Cospiratori. Non ha dubbi il pm Fiordalisi, che per trovarlo i Ros dei carabinieri hanno dovuto bussare a tutte le procure prima di trovare a Cosenza terreno fertile per il loro teorema. Sovversivi e colpevoli tutti e 13 gli attivisti accusati, a vario titolo, di cospirazione contro la globalizzazione e l'ordinamento economico dello stato prima e durante le giornate genovesi del luglio 2001.
Dopo che la corte d'assise aveva rigettato, a causa dell'insufficiente documentazione, le eccezioni della difesa sull'inutilizzabilità delle intercettazioni telematiche e ambientali, è iniziata la lunghissima requisitoria tutta incentrata sull'interpretazione di stralci di conversazioni rubate a Genova nel 2001, senza foto, né video, né armi, nè altre prove e che s'avvale di testi del calibro di Mario Mondelli e Antonio Bruno, poliziotti a loro volta indagati a Genova per falsa testimonianza. Avrebbero arricchito di particolari truculenti e non veri i loro racconti dei fatti di Genova per sostenere la drammaticità degli eventi.

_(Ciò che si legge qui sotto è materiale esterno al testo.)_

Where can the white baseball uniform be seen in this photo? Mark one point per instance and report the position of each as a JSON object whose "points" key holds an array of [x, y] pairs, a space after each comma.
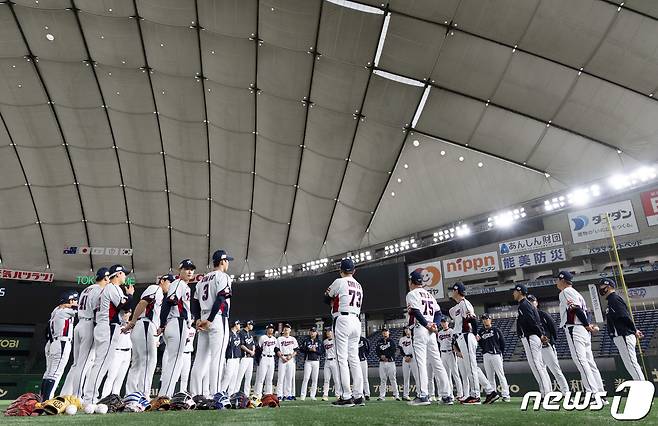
{"points": [[347, 299], [145, 343], [425, 344], [449, 359], [175, 334], [286, 347], [107, 327], [120, 363], [467, 343], [265, 371], [214, 295], [59, 349], [83, 341], [330, 368], [579, 340], [408, 368]]}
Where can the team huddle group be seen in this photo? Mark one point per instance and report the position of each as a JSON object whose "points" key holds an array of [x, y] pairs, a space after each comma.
{"points": [[111, 341]]}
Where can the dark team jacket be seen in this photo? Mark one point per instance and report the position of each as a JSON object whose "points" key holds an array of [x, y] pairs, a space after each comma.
{"points": [[491, 341], [387, 348], [550, 328], [306, 346], [247, 339], [528, 322], [618, 318], [364, 349], [233, 348]]}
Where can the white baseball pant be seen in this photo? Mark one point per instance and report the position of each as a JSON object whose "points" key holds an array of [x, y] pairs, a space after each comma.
{"points": [[116, 373], [264, 374], [58, 353], [364, 374], [104, 345], [549, 355], [229, 380], [246, 370], [450, 363], [176, 333], [347, 333], [331, 373], [285, 378], [144, 357], [493, 366], [83, 357], [311, 372], [387, 373], [210, 356], [626, 347], [580, 346], [532, 346]]}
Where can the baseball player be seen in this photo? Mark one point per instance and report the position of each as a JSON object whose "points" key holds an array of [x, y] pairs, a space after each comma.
{"points": [[265, 372], [531, 332], [492, 343], [174, 317], [312, 350], [364, 350], [233, 355], [145, 321], [286, 350], [211, 304], [424, 314], [409, 366], [330, 365], [83, 335], [113, 300], [621, 327], [58, 349], [548, 352], [187, 360], [385, 349], [247, 360], [573, 318], [345, 297], [445, 336], [464, 316], [116, 374]]}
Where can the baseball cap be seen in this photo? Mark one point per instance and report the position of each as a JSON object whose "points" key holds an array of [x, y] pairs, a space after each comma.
{"points": [[565, 275], [347, 265], [115, 269], [102, 273], [186, 264], [416, 277], [608, 281], [221, 255], [459, 287]]}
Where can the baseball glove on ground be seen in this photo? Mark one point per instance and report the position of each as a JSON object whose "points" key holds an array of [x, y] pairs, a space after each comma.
{"points": [[24, 405]]}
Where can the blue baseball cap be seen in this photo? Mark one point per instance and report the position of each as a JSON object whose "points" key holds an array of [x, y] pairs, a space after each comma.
{"points": [[102, 273], [608, 281], [115, 269], [416, 277], [186, 264], [565, 275], [521, 288], [459, 286], [221, 255], [347, 265]]}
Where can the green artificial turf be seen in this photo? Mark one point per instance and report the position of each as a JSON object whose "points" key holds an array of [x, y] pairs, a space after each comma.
{"points": [[320, 413]]}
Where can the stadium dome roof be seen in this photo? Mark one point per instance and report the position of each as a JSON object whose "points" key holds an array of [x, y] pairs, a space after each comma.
{"points": [[280, 129]]}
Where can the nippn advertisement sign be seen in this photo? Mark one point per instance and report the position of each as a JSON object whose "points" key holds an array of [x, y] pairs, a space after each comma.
{"points": [[471, 265], [432, 276]]}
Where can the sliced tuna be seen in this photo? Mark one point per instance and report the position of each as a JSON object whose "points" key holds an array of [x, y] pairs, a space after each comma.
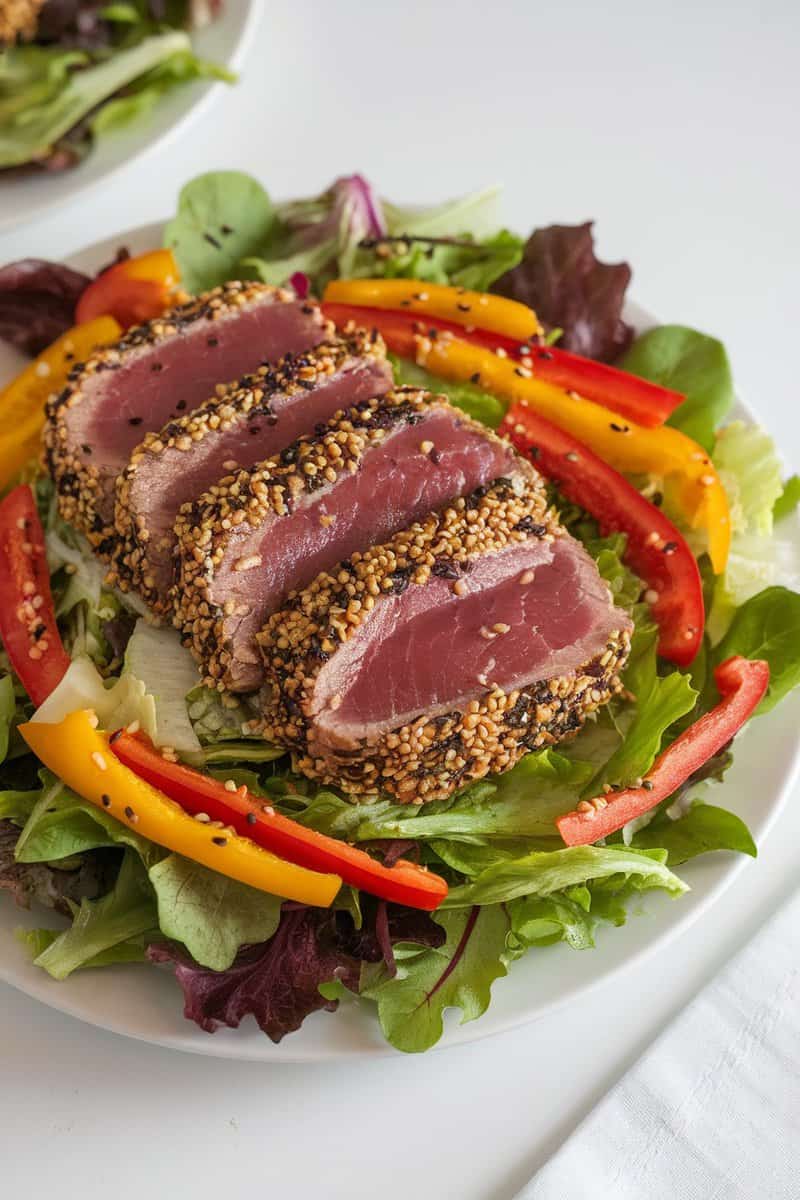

I 13, secondo il teorema, volevano bloccare un vertice ma anche costituire un gruppo sovversivo», ha insistito la pubblica accusa nel tentativo di mostrare una serie di «sollecitazioni pubbliche insistenti a far veicolare un messaggio di violenza», a suo dire, compiute dagli imputati colpevoli, in definitiva di essere andati a Genova e di aver dato vita a un cartello, la Rete meridionale del Sud ribelle, temibile coalizione di comitati ambientalisti, sindacati di base e centri sociali che ha svolto alla luce del sole la propria breve esistenza. Quasi otto ore sono servite a Domenico Fiordalisi per giungere a pronunciare le richieste di pena: 6 anni e 3 mesi, più 3 anni di libertà vigilata per Francesco Caruso, Luca Casarini e Francesco Cirillo; 3 anni e 6 mesi, più 2 anni di libertà vigilata, per Lidia Azzarita, Alfonso De Vito, Michele Santagata, Anna Curcio (a sua volta testimone nel processo Diaz, era nella sede di Radio Gap al momento dell'irruzione del blue bloc), Antonino Campennì, Salvatore Stasi e Peppe Fonzino; 2 anni, 6 mesi e 1 anno di libertà vigilata per Vittoria Oliva, Claudio Dionesalvi e Emiliano Cirillo, figlio di Francesco. Mezzo secolo di galera. Uno show intercalato spesso dalle risate dei presenti, zittiti dalla presidente del tribunale che, a sua volta, non riesce a trattenersi quando il pm tuona contro attivisti «drogati e delinquenti». Chi ha assistito alla requisitoria, riferisce di un'udienza scandita ogni mezz'ora dalla promessa, mai mantenuta di Fiordalisi, di giungere a conclusione. Fuori dal Palazzo di Giustizia, nel frattempo, si srotola uno striscione: "Contro le mafie e le corruzioni prescrizioni e assoluzioni. Contro movimenti e lotte sociali: tonfa, teoremi e leggi sociali". E' il comitato Liberi tutti ad aver promosso un presidio e lanciato un corteo nazionale per sabato 2 febbraio al termine della settimana di mobilitazione globale indetta dal social forum mondiale. Per ricostruire il contesto vale la pena segnalare l'arrivo nella città calabrese di Fabio Ciccimarra, che va a comandare la squadra mobile, imputato con altri colleghi eccellenti nel processo sulla notte cilena alla scuola Diaz.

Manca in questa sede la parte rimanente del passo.